Playing for Trinidad and Tobago in the 2011 Champions League T20 Narine took 10 wickets in six matches at an economy rate of just 4.37 and caught the eye of Kolkata Knight Riders who splashed $700,000 on acquiring him in the 2012 IPL Auction - the start of a special journey for both Narine and KKR who he still plays for to this day. The Knight Riders placed Narine at the heart of their strategy as they prepared dry, spinning pitches at Eden Gardens and in 2012 - when he was named Most Valuable Player - and 2014 he proved instrumental in taking KKR to the title. Nine wickets at an economy rate of less than six in the West Indies 2012 World T20 triumph was confirmation of a stunning rise from obscurity to worldwide fame in a little over a year.
Perhaps the most stunning performance of his career came in the 2014 CPL when he bowled a maiden in a Super Over with the batsmen helplessly swinging and struggling to lay bat on ball.

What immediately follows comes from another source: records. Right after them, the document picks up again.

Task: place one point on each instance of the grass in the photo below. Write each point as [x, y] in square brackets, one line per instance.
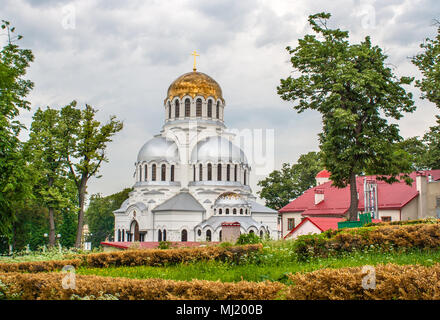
[270, 266]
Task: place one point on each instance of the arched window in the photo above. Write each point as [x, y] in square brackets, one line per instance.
[172, 173]
[209, 172]
[187, 108]
[209, 108]
[184, 236]
[219, 172]
[177, 109]
[163, 172]
[153, 172]
[198, 107]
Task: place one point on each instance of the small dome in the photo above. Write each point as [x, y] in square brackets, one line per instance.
[195, 84]
[216, 149]
[230, 199]
[323, 174]
[157, 149]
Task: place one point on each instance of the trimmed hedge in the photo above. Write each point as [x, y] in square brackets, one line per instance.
[410, 282]
[384, 238]
[139, 257]
[158, 257]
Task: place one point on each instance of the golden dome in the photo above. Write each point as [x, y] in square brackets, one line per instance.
[195, 84]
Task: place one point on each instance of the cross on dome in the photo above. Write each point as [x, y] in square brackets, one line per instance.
[195, 55]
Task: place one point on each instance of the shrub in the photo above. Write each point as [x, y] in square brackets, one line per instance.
[384, 238]
[249, 238]
[48, 286]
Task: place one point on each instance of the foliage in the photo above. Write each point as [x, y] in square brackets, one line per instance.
[350, 85]
[248, 238]
[85, 145]
[383, 238]
[14, 177]
[281, 186]
[164, 245]
[99, 215]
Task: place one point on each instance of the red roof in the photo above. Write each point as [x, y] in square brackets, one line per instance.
[150, 245]
[323, 174]
[337, 201]
[322, 224]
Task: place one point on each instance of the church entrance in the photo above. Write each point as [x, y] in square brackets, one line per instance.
[134, 230]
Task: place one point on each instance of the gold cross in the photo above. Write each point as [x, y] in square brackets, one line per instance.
[195, 55]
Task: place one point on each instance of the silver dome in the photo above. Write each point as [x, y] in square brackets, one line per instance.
[230, 199]
[217, 149]
[159, 149]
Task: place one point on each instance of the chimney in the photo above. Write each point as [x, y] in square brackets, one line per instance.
[422, 185]
[319, 195]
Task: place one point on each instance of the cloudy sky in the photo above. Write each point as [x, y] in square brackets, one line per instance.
[121, 56]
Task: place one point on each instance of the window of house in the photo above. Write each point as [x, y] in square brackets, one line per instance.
[163, 172]
[177, 109]
[172, 173]
[199, 107]
[209, 108]
[187, 108]
[153, 172]
[290, 223]
[209, 172]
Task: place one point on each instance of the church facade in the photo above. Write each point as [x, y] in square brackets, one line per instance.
[191, 177]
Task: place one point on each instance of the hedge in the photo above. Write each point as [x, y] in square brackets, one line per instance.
[410, 282]
[149, 257]
[384, 238]
[48, 286]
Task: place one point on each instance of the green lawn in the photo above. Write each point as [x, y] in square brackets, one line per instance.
[271, 267]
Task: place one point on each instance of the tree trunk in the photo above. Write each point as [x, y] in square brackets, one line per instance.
[81, 196]
[353, 210]
[51, 228]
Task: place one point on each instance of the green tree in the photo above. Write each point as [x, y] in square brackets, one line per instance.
[100, 217]
[85, 145]
[45, 147]
[281, 186]
[14, 186]
[417, 150]
[355, 93]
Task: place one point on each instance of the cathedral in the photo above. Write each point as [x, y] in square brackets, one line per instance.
[191, 179]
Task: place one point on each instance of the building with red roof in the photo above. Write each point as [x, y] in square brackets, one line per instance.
[397, 201]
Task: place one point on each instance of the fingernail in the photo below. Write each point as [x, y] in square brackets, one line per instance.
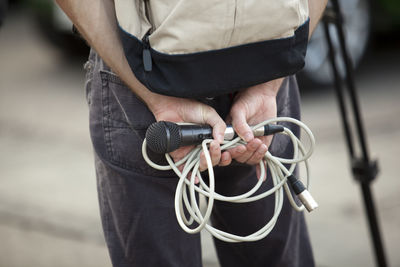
[248, 136]
[253, 146]
[241, 149]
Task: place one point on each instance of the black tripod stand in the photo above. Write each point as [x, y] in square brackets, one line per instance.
[364, 170]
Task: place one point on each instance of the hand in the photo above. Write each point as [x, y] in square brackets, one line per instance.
[251, 106]
[186, 110]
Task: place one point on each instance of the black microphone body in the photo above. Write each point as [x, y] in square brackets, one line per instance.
[164, 137]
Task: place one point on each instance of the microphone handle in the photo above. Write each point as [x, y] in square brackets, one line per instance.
[194, 134]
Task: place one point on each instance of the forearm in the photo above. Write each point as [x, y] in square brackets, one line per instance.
[316, 9]
[96, 21]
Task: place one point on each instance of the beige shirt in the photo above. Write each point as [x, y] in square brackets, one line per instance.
[188, 26]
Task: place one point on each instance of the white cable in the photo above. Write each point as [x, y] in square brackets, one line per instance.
[278, 171]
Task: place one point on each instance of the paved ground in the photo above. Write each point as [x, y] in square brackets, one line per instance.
[48, 203]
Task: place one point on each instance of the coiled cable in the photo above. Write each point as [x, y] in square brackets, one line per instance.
[281, 177]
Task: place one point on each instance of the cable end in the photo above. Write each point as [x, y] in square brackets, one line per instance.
[302, 193]
[308, 201]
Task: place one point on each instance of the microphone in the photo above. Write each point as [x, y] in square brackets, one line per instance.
[164, 136]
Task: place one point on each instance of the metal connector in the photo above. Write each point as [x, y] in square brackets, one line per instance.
[308, 201]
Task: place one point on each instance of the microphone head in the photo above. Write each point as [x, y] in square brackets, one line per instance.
[163, 137]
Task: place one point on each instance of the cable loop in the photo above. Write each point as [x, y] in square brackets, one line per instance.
[278, 171]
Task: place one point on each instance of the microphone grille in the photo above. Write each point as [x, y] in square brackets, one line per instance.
[163, 137]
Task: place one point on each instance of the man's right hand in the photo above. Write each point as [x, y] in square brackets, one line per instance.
[176, 110]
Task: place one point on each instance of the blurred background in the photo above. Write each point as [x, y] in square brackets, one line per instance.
[48, 203]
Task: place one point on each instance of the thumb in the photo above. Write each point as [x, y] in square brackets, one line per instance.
[240, 125]
[212, 118]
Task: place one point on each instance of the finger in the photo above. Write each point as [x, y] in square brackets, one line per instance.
[226, 159]
[215, 155]
[251, 147]
[257, 155]
[240, 125]
[237, 151]
[211, 117]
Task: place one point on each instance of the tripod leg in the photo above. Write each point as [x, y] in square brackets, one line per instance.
[363, 169]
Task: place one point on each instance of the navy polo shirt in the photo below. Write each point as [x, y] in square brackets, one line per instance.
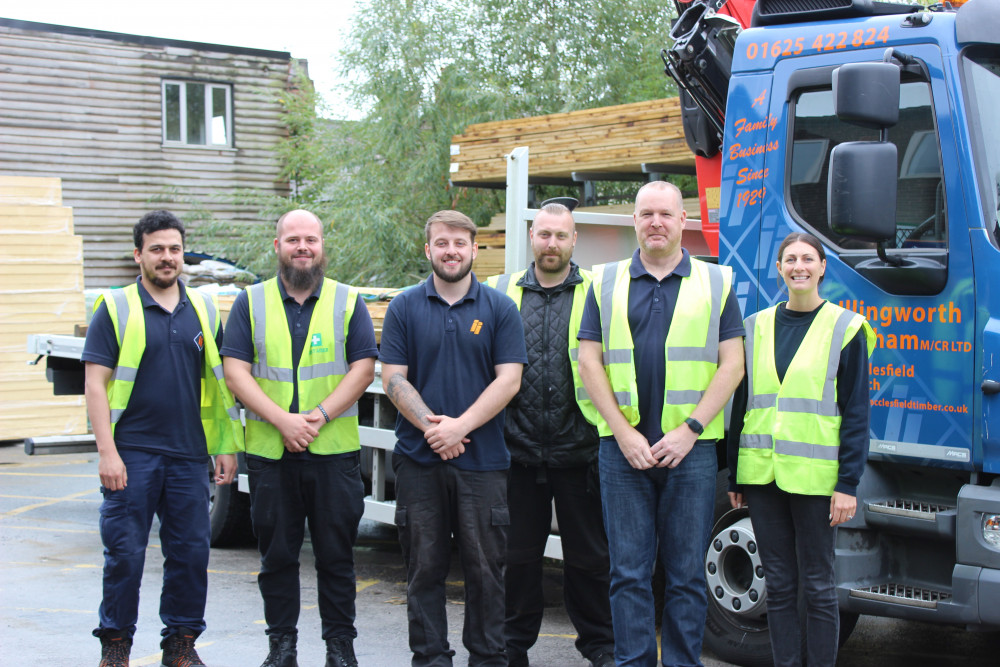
[360, 342]
[651, 305]
[163, 415]
[451, 352]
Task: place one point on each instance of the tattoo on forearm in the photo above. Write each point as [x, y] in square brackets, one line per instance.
[407, 400]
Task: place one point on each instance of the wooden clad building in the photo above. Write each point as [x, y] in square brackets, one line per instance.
[124, 120]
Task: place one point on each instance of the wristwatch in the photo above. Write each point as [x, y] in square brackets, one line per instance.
[695, 425]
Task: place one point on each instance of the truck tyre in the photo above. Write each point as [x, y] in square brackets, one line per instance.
[736, 628]
[229, 512]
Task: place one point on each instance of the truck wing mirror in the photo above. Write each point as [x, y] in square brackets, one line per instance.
[867, 94]
[861, 191]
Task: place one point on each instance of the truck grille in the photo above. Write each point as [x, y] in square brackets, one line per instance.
[910, 508]
[900, 594]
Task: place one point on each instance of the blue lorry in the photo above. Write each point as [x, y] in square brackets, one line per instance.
[875, 127]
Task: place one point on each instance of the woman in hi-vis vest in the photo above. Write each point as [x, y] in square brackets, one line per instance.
[797, 455]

In these early years Narine’s x-factor was his sharp spin from a conventional off break, a carrom ball and a doosra. However, in 2014 Narine ran into serious trouble for his bowling action when he was twice called for chucking in the Champions League. Narine’s mystery deliveries had attracted the attention of officials before in 2011 but this time was more serious and Narine was forced to remodel his bowling action and withdraw from the 2015 World Cup squad. Narine returned but further trouble with his action reduced his presence on the international stage and he missed the 2016 World T20 to focus on his rehabilitation.
Since his action has once again been cleared by the ICC Narine has only played a handful of T20s and no ODIs for the West Indies and is now largely a domestic specialist. Narine’s remodelled action has significantly diluted his wicket-taking threat but his unerring accuracy, high pace and intelligence has allowed him to become consistently economical.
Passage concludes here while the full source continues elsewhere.